Mais je m’égare et il me faut maintenant envisager, allegretto, le temps des parents : temps social adulte du métro boulot dodo, bien différent en ce XXIe siècle de celui du père Kant. Ce dernier, quotidiennement et à heure fixe, faisait son jogging avec une régularité de métronome à tel point que ses voisins, en le voyant passer, en profitaient pour régler leurs horloges. Non, le temps social des parents a gagné en flexibilité du fait de nos belles réformes néolibérales, mais aussi en fonction de leur niveau de satisfaction concernant leur rejeton : si ça va bien pour lui, ils font traîner et discutent par exemple toute nouvelle vaccination pourtant obligatoire… Mais si le fiston ne dort pas, ils téléphonent à leur médecin tous les soirs en entonnant fortissimo le grand air de la Reine de la nuit – vous savez, c’est quand elle veut renier sa fille Pamina précisément parce qu’elle l’exaspère. Il en résulte que presque tous les vieux pédiatres sont devenus sourds.

Le temps des professionnels a été bien bousculé ces dernières années : arc-boutés sur les trente-cinq heures alors qu’ils pourraient en faire facilement deux fois plus, ils s’accrochent encore à des compositeurs obsolètes et évoquent des partitions datées, bonnes pour l’autodafé ! Il faut remercier les associations de parents et les députés qui les soutiennent, de travailler main dans la main à ce dépoussiérage indispensable. Le temps est avec nous car pour ces professionnels récalcitrants (anciens baby-boomers gauchisants, futurs néo-retraités) qui réclament du temps, toujours plus de temps… on peut dire que… le temps est compté.
Il est normal que les hommes politiques exigent de leur administration de travailler accelerando, notamment en amont des échéances électorales : il est de bon ton que les réformes soient adoptées prestissimo et que, surtout, la surveillance de leur application nécessite toujours plus de personnes et de crédits. Je propose d’ailleurs que l’Agence régionale de santé soit rebaptisée Agence régionale de surveillance. Oui notre devoir est bien de « surveiller et punir » ! [4]

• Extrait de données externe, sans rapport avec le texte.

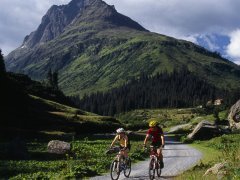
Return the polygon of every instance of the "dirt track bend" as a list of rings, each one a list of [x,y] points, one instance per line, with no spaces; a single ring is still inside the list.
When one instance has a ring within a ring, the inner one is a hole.
[[[172,179],[174,176],[181,174],[183,171],[194,166],[202,157],[202,154],[186,145],[166,138],[166,145],[163,149],[164,168],[160,178],[156,179]],[[148,178],[149,159],[132,165],[132,172],[129,178],[125,178],[121,173],[119,179],[128,180],[145,180]],[[109,173],[103,176],[91,178],[91,180],[107,180],[111,179]]]

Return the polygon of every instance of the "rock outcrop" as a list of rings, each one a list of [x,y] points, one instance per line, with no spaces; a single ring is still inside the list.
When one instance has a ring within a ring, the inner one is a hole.
[[[228,121],[231,129],[240,129],[240,100],[231,107]]]
[[[213,167],[211,167],[205,172],[204,176],[209,174],[214,174],[220,178],[223,174],[225,174],[225,171],[223,170],[225,166],[226,166],[226,163],[215,164]]]
[[[221,132],[215,124],[209,121],[201,121],[194,128],[192,133],[188,135],[188,138],[196,140],[211,139],[218,136],[220,133]]]
[[[47,149],[49,153],[65,154],[71,150],[71,144],[64,141],[52,140],[48,143]]]

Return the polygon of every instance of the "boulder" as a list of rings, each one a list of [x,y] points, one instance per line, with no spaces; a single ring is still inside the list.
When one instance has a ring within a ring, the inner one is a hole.
[[[218,164],[215,164],[213,167],[209,168],[204,176],[208,175],[208,174],[214,174],[214,175],[222,175],[224,174],[224,167],[226,166],[226,163],[223,162],[223,163],[218,163]]]
[[[190,132],[190,129],[192,128],[192,124],[181,124],[172,127],[169,131],[168,134],[181,134],[181,133],[186,133]]]
[[[206,140],[220,134],[218,127],[209,121],[201,121],[187,137],[194,140]]]
[[[228,121],[231,129],[240,129],[240,100],[231,107]]]
[[[65,154],[70,152],[71,144],[64,141],[52,140],[48,143],[47,150],[49,153]]]

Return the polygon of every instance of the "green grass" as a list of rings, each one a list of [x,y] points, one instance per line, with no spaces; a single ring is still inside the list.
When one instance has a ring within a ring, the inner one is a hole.
[[[196,141],[191,146],[203,153],[201,162],[177,179],[219,179],[204,173],[214,164],[226,162],[222,179],[240,178],[240,134],[223,135],[209,141]]]
[[[86,136],[72,141],[72,152],[66,156],[47,153],[47,141],[27,143],[27,160],[0,160],[0,177],[7,179],[82,179],[108,172],[114,155],[106,155],[113,137]],[[142,137],[131,139],[130,157],[133,162],[147,156],[142,148]],[[0,143],[0,151],[3,143]]]

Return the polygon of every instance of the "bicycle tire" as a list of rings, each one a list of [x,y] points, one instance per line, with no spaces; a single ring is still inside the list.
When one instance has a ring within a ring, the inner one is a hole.
[[[157,162],[156,171],[157,171],[157,176],[160,177],[160,176],[161,176],[161,173],[162,173],[162,170],[161,170],[160,162],[159,162],[159,161]]]
[[[128,171],[127,171],[128,170]],[[126,160],[126,164],[125,164],[125,169],[124,169],[124,176],[125,177],[129,177],[131,173],[131,159],[128,158]]]
[[[150,180],[155,178],[155,159],[154,158],[150,159],[148,173],[149,173]]]
[[[111,179],[112,180],[118,180],[119,175],[120,175],[120,169],[119,168],[120,168],[119,167],[119,162],[117,160],[114,160],[111,163],[111,167],[110,167],[110,174],[111,174]]]

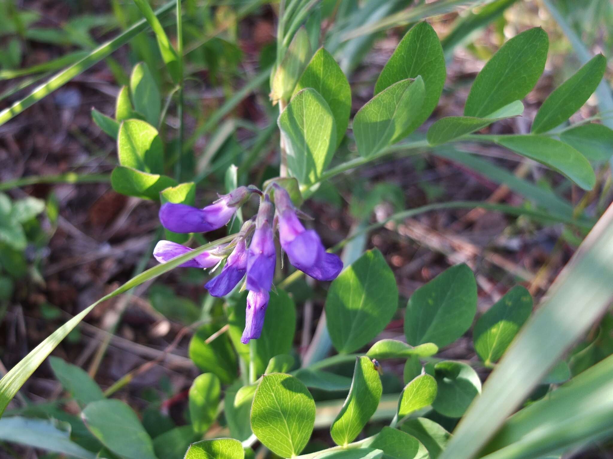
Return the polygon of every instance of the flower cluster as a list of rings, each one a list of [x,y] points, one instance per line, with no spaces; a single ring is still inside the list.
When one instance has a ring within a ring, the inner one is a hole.
[[[306,229],[300,222],[300,211],[294,207],[287,192],[278,185],[273,186],[274,205],[269,195],[264,194],[257,214],[243,224],[230,244],[204,252],[180,265],[211,268],[225,259],[221,272],[205,285],[215,297],[229,294],[246,275],[245,286],[249,293],[241,338],[245,344],[259,338],[262,333],[276,264],[275,232],[277,228],[281,248],[287,254],[290,263],[300,271],[319,281],[331,281],[343,269],[341,259],[326,251],[317,233]],[[254,187],[240,187],[203,209],[167,203],[160,208],[159,219],[165,228],[176,233],[211,231],[227,224],[254,191]],[[191,250],[180,244],[160,241],[153,256],[158,261],[164,262]]]

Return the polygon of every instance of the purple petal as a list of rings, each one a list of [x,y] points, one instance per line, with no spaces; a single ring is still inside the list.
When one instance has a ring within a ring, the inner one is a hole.
[[[219,201],[204,209],[167,202],[159,210],[162,226],[175,233],[205,233],[226,224],[236,211]]]
[[[182,246],[170,241],[159,241],[153,249],[153,256],[160,263],[164,263],[172,260],[175,257],[191,252],[192,249]],[[196,256],[189,261],[179,265],[180,268],[211,268],[215,266],[221,259],[208,252],[204,252]]]
[[[270,295],[267,290],[249,292],[247,295],[247,308],[245,311],[245,330],[240,342],[243,344],[249,340],[257,340],[262,334],[264,325],[264,316]]]

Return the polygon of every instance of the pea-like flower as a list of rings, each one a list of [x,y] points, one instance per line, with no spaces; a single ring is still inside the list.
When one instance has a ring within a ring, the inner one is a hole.
[[[239,237],[221,272],[207,282],[204,287],[213,297],[225,297],[240,282],[246,271],[247,249],[245,238]]]
[[[159,241],[153,249],[153,256],[160,263],[165,263],[175,257],[191,252],[193,249],[170,241]],[[203,252],[189,261],[179,265],[180,268],[212,268],[223,258],[211,252]],[[240,279],[239,279],[240,280]]]
[[[279,239],[289,262],[318,281],[332,281],[343,269],[338,256],[327,253],[314,230],[306,230],[285,189],[276,186],[275,204],[279,219]]]
[[[267,290],[251,290],[247,294],[247,308],[245,311],[245,330],[240,342],[243,344],[249,340],[257,340],[262,334],[264,316],[270,294]]]
[[[227,224],[253,189],[239,186],[204,208],[167,202],[159,210],[162,226],[175,233],[205,233]]]

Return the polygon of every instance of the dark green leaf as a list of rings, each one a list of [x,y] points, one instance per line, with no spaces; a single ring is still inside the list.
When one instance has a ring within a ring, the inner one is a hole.
[[[492,112],[524,99],[545,68],[549,40],[535,27],[503,45],[479,72],[464,107],[466,116],[487,116]]]
[[[221,327],[213,324],[202,325],[189,342],[189,358],[203,371],[217,375],[224,384],[236,379],[238,362],[226,333],[222,333],[209,343],[206,340]]]
[[[486,366],[502,357],[532,312],[532,297],[516,286],[500,298],[474,324],[474,349]]]
[[[318,30],[319,31],[319,30]],[[336,123],[338,146],[347,131],[351,110],[351,88],[347,77],[334,60],[323,48],[320,48],[311,59],[298,80],[294,94],[306,88],[313,88],[328,104]]]
[[[266,447],[281,457],[297,455],[308,442],[315,422],[315,402],[306,387],[283,373],[262,377],[251,406],[251,429]]]
[[[189,388],[189,419],[193,430],[204,433],[217,415],[221,385],[213,373],[204,373],[194,380]]]
[[[421,77],[401,80],[367,102],[352,126],[360,156],[371,156],[408,135],[421,113],[425,91]]]
[[[287,169],[301,184],[318,181],[337,146],[334,116],[324,98],[311,88],[294,96],[279,116]]]
[[[82,416],[89,431],[115,454],[128,459],[156,459],[151,437],[136,413],[123,401],[93,402]]]
[[[328,331],[339,352],[355,351],[376,336],[398,307],[394,273],[376,249],[366,252],[330,286]]]
[[[49,363],[64,389],[82,404],[104,398],[100,387],[85,370],[59,357],[49,357]]]
[[[613,154],[613,130],[593,123],[560,134],[564,142],[592,161],[607,161]]]
[[[399,138],[405,137],[419,127],[436,108],[443,92],[446,76],[445,58],[436,32],[428,23],[419,23],[411,28],[398,44],[396,50],[381,71],[375,94],[408,78],[421,75],[425,86],[425,95],[421,107],[414,105],[417,112]]]
[[[355,439],[376,411],[382,392],[373,362],[367,357],[357,357],[351,389],[330,428],[335,443],[346,446]]]
[[[556,88],[536,112],[532,132],[546,132],[569,118],[596,90],[606,67],[607,59],[597,55]]]
[[[481,381],[476,372],[466,363],[452,360],[434,365],[438,386],[432,408],[444,416],[460,417],[481,392]]]
[[[477,284],[465,264],[452,267],[411,295],[405,316],[406,341],[439,347],[460,338],[477,311]]]
[[[117,166],[111,173],[111,185],[118,193],[143,199],[159,199],[159,192],[177,182],[166,175],[148,173],[131,167]]]
[[[497,143],[538,161],[563,174],[579,186],[590,190],[596,175],[590,162],[564,142],[542,135],[501,135]]]

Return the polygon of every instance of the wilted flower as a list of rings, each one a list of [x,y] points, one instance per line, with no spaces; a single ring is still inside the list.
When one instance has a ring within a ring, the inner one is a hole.
[[[159,220],[166,229],[175,233],[205,233],[221,228],[249,197],[253,189],[239,186],[203,209],[167,202],[159,210]]]
[[[247,295],[247,308],[245,311],[245,330],[240,342],[243,344],[249,340],[256,340],[262,334],[264,325],[264,316],[270,295],[268,291],[250,291]]]
[[[260,203],[256,230],[247,255],[247,289],[268,292],[272,286],[276,251],[272,230],[273,205],[267,195]]]
[[[159,241],[153,249],[153,256],[160,263],[172,260],[175,257],[191,252],[193,249],[170,241]],[[211,252],[203,252],[189,261],[179,265],[180,268],[211,268],[223,259]]]
[[[319,281],[335,279],[343,269],[343,262],[337,255],[326,251],[314,230],[305,229],[287,192],[278,186],[275,189],[275,203],[279,219],[279,239],[289,262]]]
[[[243,224],[237,237],[236,246],[230,254],[221,272],[204,286],[213,297],[224,297],[240,282],[247,271],[247,248],[245,238],[253,222],[248,220]]]

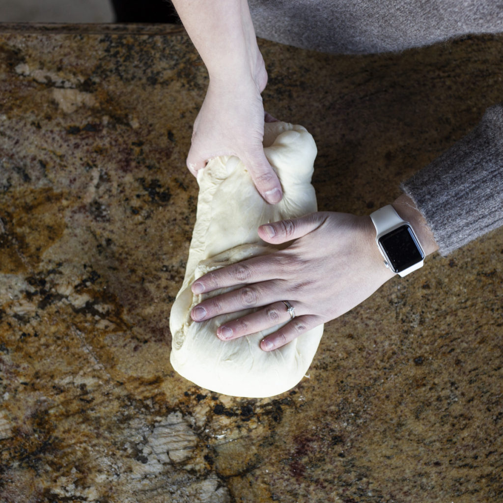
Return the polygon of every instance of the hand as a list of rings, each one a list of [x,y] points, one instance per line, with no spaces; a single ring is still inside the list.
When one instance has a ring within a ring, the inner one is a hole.
[[[192,285],[197,294],[242,285],[195,306],[194,321],[263,308],[220,326],[217,335],[223,340],[288,322],[261,343],[265,351],[275,349],[349,311],[394,275],[383,263],[369,217],[315,213],[262,225],[259,234],[274,244],[291,243],[208,273]],[[295,308],[291,321],[283,300]]]
[[[197,176],[212,157],[235,155],[249,172],[262,197],[276,204],[281,200],[281,185],[262,145],[264,120],[274,120],[265,114],[261,96],[267,81],[265,71],[264,67],[257,83],[251,78],[216,82],[210,79],[194,123],[187,166]]]

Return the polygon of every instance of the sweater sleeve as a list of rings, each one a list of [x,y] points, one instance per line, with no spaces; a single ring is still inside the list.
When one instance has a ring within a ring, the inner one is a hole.
[[[444,256],[503,225],[503,103],[401,189]]]

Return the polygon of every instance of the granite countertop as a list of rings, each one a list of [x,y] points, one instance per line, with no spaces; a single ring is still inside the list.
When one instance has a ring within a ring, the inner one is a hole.
[[[503,98],[502,44],[261,41],[266,109],[317,143],[320,209],[392,201]],[[500,230],[328,323],[283,395],[173,371],[207,83],[177,27],[0,25],[0,501],[501,500]]]

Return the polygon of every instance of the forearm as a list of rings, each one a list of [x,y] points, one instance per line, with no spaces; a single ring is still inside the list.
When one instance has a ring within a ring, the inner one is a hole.
[[[210,80],[263,80],[264,62],[246,0],[174,0],[173,4]]]

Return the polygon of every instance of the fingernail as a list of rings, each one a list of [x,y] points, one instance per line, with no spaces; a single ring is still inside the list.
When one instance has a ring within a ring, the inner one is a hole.
[[[261,346],[262,347],[262,349],[265,351],[270,351],[274,348],[274,345],[271,341],[266,341],[265,339],[262,340]]]
[[[274,230],[274,227],[272,225],[263,225],[262,228],[269,237],[274,237],[276,235],[276,233]]]
[[[268,190],[265,192],[264,197],[268,203],[271,204],[276,204],[281,200],[281,193],[279,189],[273,189],[272,190]]]
[[[192,317],[196,321],[202,320],[206,315],[206,310],[204,307],[196,307],[192,311]]]
[[[221,326],[218,331],[218,335],[220,339],[228,339],[232,337],[232,329],[228,326]]]

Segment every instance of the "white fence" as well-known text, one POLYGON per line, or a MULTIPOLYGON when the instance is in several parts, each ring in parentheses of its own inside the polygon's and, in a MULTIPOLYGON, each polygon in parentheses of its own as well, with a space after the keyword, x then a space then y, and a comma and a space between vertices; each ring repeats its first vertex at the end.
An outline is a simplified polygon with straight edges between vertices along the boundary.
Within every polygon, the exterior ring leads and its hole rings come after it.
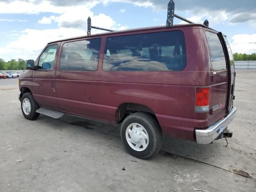
POLYGON ((256 61, 235 61, 236 69, 256 69, 256 61))

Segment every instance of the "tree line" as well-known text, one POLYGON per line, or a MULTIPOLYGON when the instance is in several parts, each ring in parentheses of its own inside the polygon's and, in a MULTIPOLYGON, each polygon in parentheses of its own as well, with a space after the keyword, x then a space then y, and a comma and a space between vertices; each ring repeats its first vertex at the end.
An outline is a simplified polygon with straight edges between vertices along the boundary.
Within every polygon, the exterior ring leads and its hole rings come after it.
POLYGON ((246 54, 235 53, 233 54, 235 61, 256 61, 256 53, 246 54))
MULTIPOLYGON (((235 61, 256 61, 256 53, 252 54, 235 53, 233 54, 235 61)), ((0 70, 24 70, 27 61, 22 59, 11 59, 7 62, 0 58, 0 70)))
POLYGON ((24 70, 26 69, 26 60, 22 59, 11 59, 6 62, 0 58, 0 70, 24 70))

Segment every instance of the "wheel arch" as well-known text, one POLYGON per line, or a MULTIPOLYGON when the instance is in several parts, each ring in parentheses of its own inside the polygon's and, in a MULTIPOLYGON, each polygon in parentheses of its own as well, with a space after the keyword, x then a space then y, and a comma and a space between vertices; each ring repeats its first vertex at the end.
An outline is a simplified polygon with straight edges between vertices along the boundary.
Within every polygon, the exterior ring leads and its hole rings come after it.
POLYGON ((31 93, 32 93, 32 92, 30 90, 30 89, 27 87, 22 87, 21 88, 20 91, 20 97, 21 98, 22 97, 22 95, 23 95, 23 94, 24 94, 25 93, 26 93, 28 92, 31 92, 31 93))
POLYGON ((150 114, 158 122, 155 113, 149 107, 144 105, 135 103, 123 103, 120 104, 116 112, 118 124, 122 123, 128 115, 137 112, 144 112, 150 114))

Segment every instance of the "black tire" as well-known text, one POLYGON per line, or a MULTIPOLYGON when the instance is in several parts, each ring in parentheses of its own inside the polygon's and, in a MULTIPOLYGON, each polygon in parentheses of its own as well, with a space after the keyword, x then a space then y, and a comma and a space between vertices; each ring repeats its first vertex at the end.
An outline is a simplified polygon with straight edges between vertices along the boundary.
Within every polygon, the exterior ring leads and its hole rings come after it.
POLYGON ((121 138, 126 150, 132 155, 146 159, 158 153, 162 145, 162 135, 160 126, 156 120, 149 114, 137 112, 130 115, 123 122, 121 126, 121 138), (127 128, 132 123, 136 123, 144 127, 149 137, 147 147, 142 151, 137 151, 128 144, 126 137, 127 128))
POLYGON ((34 99, 33 95, 32 95, 32 94, 30 92, 27 92, 23 94, 21 98, 21 111, 22 112, 23 116, 26 119, 29 120, 34 120, 38 117, 40 114, 36 112, 36 111, 39 109, 40 107, 34 99), (31 107, 30 112, 28 115, 25 114, 24 112, 22 106, 22 102, 25 98, 27 98, 29 100, 31 107))

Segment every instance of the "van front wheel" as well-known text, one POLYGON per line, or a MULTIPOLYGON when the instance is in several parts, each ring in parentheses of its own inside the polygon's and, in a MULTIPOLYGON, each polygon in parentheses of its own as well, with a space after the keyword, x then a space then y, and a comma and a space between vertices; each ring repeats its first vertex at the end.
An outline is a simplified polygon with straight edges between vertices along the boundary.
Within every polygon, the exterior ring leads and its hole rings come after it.
POLYGON ((21 110, 24 117, 29 120, 34 120, 38 117, 40 114, 36 112, 39 108, 32 94, 25 93, 21 98, 21 110))
POLYGON ((121 137, 126 150, 141 159, 148 159, 157 153, 162 144, 158 123, 146 113, 135 113, 126 117, 121 126, 121 137))

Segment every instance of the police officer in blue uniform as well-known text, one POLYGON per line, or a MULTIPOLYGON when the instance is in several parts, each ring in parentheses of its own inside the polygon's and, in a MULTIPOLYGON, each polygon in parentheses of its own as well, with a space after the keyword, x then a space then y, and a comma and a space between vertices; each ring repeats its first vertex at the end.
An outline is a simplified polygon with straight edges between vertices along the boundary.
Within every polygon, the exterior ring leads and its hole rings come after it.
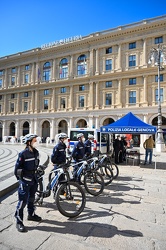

« Je maintiendrai l’honneur, la foy, la loi de Dieu, du Roy, de mes amis et moy »
Plus que jamais, je fais mienne la devise de Guillaume de Nassau, alias Guillaume d’Orange dit aussi le taciturne. Il faut maintenir et surtout se maintenir quand on est au pouvoir. La loi est verticale, mais c’est la Loi ! Certes, c’est une position « défensive » incluant inévitablement des replis stratégiques sur des positions préparées à l’avance par les Circulaires divines et les ordonnances Royales (entendez l’ARéSi que je vous demande d’applaudir). Pourquoi donc faire toute cette grand-messe en si – sinon pour obtenir moi-même pour mon service, toi mon ami pour ton institution et vous qui ricanez au dernier rang pour votre établissement médico-social, quelques subsides auprès de l’ARéSi et donc continuer vaille que vaille à faire fonctionner le système, même si celui-ci est aux portes de l’implosion et le personnel proche du burn-out !
Je vous remercie de votre attention.


par Alain Quesney, Pratiques N°96, février 2022


Haïku cul la praline
Vain feu d’artifices
Orgie de grandes orgues
Petit four doré

Documents joints


[1On peut voir aussi le film réalisé cinquante ans plus tard par Yves Robert.

[2Natif d’Ambert !

[3Cinquième édition du Manuel diagnostique et statistique des troubles mentaux, et des troubles psychiatriques de l’Association Américaine de Psychiatrie (février 2015).